But then I decided to stop being so chicken-shit, and live with a bit of my past.
I’ve deleted him from every other aspect of my life.
AND I’M FINALLY HAPPY.
I haven’t felt this at ease for over two years.
And now, I’m actively deciding whether to play my Nintendo DS or masturbate.
We talk more now than we ever did when we were “together.”
I’m still in love with the guy.
So his emotional ups and downs still effect me.
And there’s virtually NO chance of us getting back together. Prospects for a romance are long-past ruined.
What do I do?
I have lost over 50 pounds, from my heaviest, over the last year and a half.
One of the proudest accomplishments of my life.
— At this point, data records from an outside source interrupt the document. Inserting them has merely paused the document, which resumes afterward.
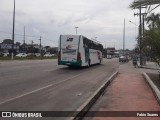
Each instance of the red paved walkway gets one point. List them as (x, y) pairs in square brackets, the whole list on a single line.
[(128, 92)]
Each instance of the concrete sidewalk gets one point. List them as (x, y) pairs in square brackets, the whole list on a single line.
[(128, 92), (150, 65)]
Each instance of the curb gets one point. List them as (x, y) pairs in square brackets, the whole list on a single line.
[(153, 87), (148, 68), (82, 110)]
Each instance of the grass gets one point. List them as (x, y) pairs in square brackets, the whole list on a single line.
[(26, 58), (155, 78)]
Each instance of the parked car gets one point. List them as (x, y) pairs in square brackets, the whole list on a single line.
[(21, 55), (122, 59)]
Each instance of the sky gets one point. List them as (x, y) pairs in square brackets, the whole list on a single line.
[(102, 20)]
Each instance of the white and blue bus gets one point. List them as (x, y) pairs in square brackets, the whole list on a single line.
[(77, 50)]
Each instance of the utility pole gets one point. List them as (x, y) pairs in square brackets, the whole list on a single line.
[(24, 39), (12, 56), (140, 34), (32, 45), (40, 47), (40, 42)]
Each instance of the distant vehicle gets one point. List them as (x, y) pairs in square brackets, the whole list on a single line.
[(77, 50), (109, 56), (122, 59), (21, 55)]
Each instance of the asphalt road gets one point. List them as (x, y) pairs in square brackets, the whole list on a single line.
[(42, 85)]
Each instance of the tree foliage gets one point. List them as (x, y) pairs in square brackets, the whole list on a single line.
[(138, 3)]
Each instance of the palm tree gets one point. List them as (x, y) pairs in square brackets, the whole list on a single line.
[(138, 3)]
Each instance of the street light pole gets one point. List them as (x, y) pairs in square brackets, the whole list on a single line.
[(124, 37), (12, 56), (76, 30), (24, 39)]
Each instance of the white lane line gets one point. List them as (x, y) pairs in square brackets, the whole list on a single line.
[(17, 97)]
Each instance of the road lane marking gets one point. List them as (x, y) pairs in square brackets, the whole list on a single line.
[(17, 97)]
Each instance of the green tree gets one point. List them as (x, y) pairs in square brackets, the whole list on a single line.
[(138, 3), (151, 39)]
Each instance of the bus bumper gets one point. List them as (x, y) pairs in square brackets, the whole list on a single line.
[(70, 63)]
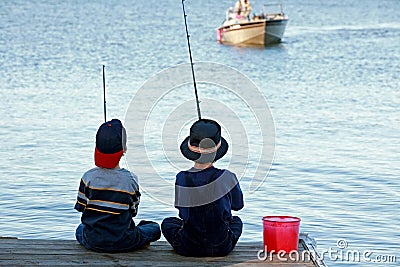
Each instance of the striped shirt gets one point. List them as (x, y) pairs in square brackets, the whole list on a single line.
[(108, 199)]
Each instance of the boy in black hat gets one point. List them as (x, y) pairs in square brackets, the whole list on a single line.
[(205, 196), (109, 197)]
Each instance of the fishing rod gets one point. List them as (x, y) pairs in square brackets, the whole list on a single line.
[(191, 61), (104, 94)]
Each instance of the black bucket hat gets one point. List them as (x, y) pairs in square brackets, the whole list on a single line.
[(205, 143)]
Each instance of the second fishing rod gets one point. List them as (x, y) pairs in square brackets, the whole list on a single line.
[(191, 61)]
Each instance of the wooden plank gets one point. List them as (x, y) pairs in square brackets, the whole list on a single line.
[(31, 252)]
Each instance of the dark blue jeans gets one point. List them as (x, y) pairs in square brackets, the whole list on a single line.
[(187, 245), (147, 232)]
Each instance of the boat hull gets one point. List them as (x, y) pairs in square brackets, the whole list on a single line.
[(262, 32)]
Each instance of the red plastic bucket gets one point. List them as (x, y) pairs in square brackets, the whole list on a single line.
[(281, 233)]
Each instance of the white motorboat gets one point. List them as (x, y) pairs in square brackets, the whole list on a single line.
[(260, 30)]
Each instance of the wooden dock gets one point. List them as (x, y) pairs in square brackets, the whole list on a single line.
[(38, 252)]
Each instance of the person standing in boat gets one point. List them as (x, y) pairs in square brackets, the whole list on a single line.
[(109, 197), (204, 197), (243, 9)]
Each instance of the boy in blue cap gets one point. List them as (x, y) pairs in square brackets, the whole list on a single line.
[(109, 197), (205, 196)]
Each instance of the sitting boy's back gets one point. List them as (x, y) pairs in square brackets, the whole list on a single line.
[(205, 196), (108, 198)]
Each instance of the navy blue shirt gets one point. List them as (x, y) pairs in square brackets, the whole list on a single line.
[(205, 199)]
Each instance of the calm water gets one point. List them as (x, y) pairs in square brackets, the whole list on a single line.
[(332, 87)]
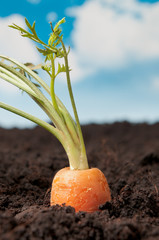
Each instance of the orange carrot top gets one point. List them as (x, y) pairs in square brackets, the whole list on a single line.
[(78, 186)]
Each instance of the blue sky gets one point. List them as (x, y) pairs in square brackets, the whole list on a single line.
[(114, 57)]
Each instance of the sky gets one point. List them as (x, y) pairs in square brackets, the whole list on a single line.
[(114, 57)]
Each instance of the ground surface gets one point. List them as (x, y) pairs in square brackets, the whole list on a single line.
[(127, 154)]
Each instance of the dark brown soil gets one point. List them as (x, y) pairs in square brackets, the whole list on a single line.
[(128, 154)]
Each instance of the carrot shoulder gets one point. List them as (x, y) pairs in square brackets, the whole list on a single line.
[(84, 190)]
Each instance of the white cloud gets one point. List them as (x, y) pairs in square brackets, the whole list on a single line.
[(51, 17), (34, 1), (110, 33), (15, 46)]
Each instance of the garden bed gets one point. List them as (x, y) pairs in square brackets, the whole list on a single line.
[(128, 154)]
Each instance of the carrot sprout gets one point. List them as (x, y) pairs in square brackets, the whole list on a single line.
[(65, 128)]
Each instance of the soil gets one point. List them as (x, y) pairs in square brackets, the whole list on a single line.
[(128, 154)]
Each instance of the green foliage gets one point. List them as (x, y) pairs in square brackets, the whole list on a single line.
[(25, 77)]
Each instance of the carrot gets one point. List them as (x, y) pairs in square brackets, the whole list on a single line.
[(81, 187), (84, 190)]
I’m eating like a madwoman now. Maybe it’s depression. Maybe it’s the season. Maybe it’s that I just don’t care anymore.
Either way, I’m dreadfully frightened of gaining it all back.
Then why is it that I just won’t stop the binge?
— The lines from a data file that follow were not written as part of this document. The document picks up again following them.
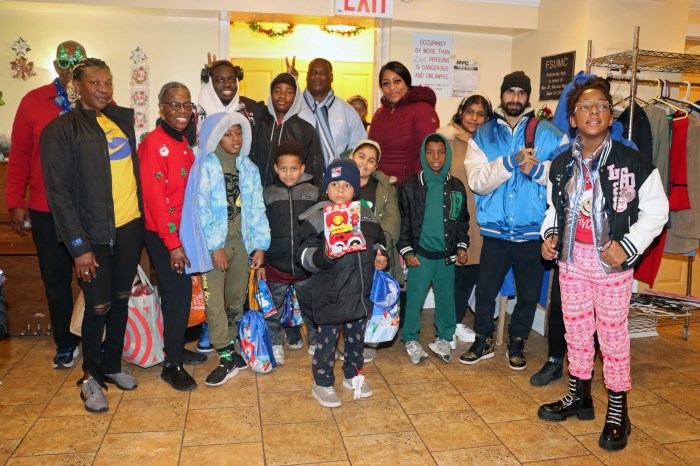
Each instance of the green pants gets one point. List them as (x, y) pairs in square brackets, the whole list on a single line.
[(418, 282), (227, 293)]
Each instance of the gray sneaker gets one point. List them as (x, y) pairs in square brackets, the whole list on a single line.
[(365, 390), (442, 349), (326, 396), (91, 393), (123, 380), (415, 352)]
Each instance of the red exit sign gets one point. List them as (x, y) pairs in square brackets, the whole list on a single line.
[(373, 8)]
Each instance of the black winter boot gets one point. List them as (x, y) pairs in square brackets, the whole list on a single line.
[(617, 423), (577, 402)]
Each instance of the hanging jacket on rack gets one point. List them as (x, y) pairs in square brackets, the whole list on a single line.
[(678, 193), (641, 130), (661, 137), (684, 234)]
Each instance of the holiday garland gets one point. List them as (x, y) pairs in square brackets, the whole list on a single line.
[(271, 33), (346, 33)]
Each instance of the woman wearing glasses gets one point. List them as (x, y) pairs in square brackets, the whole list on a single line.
[(166, 160), (88, 157)]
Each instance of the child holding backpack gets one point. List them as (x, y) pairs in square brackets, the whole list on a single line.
[(223, 225), (341, 284)]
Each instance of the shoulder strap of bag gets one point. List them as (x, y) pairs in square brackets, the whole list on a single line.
[(530, 130)]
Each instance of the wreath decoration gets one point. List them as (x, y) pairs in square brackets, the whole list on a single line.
[(352, 32), (271, 33)]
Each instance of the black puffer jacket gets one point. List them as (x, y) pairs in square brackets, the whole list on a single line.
[(77, 172), (283, 206), (412, 207), (341, 287)]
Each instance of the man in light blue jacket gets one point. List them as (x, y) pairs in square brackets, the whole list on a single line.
[(507, 171)]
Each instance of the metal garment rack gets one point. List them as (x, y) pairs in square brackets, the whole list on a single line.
[(636, 60)]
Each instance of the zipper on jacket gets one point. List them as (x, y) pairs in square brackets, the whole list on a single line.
[(291, 227), (362, 285)]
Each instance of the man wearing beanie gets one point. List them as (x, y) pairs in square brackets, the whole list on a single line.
[(341, 284), (281, 123), (509, 181)]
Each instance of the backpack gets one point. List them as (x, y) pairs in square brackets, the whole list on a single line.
[(530, 130), (254, 339)]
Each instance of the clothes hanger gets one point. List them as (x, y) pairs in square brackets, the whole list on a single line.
[(686, 97), (658, 98)]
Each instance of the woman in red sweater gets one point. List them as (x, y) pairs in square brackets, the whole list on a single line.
[(407, 115), (165, 159)]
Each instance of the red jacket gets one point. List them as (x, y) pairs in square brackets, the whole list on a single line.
[(400, 131), (165, 166), (35, 111)]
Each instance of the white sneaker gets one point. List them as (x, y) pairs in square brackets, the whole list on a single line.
[(415, 352), (278, 353), (326, 396), (441, 348), (464, 333)]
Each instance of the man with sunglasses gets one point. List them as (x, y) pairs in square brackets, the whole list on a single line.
[(35, 111)]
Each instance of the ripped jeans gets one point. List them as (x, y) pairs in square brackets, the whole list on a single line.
[(107, 301)]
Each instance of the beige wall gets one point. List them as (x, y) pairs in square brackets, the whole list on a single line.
[(176, 48), (493, 52), (566, 25)]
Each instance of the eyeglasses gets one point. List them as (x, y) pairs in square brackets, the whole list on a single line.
[(64, 64), (471, 112), (586, 108), (175, 106)]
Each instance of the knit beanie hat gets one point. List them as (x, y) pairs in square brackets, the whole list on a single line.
[(343, 170), (516, 79), (285, 78)]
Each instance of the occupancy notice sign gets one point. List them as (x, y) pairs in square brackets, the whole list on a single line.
[(557, 71), (432, 62)]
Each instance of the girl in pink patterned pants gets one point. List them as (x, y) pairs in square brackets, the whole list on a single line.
[(606, 205)]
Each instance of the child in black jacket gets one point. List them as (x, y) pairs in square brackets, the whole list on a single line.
[(291, 195), (341, 284)]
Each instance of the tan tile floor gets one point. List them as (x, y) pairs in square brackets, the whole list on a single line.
[(435, 413)]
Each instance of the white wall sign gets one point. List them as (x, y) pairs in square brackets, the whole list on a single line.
[(432, 62), (372, 8), (465, 77)]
How can I drag myself out of this funky mood I’m in?
I’m thinking I’ve got a mild case of Seasonal Affective Disorder goin’ on. And, not to mention, I’m not superwoman. The breakup’s still got me down.
Help.
All of his friends reached out to me today.
Telling me that they’re there for me, and they hope everything works out, and telling me that it’ll all be okay.
And what an awful mistake he’s making.
One of his own friends (of 8 years!) called him an idiot.
His friends, who have in turn become my friends, are a wonderful group of people. I love them dearly.
It doesn’t ease this tremendous pain I’m in.
I’m willing to forgive everything you’ve ever said to me (“I’m going to start dating other people now, you know.” “It wouldn’t have worked out regardless.” “I’m repulsed by you right now.” “You’re being so immature.” “You’re so naive.” “I’m done with you.”) if it only meant we could be together again.
This hurts. So. Damn. Much.
Alone.
Solo.
Just me.
I’ve never been so scared in my life.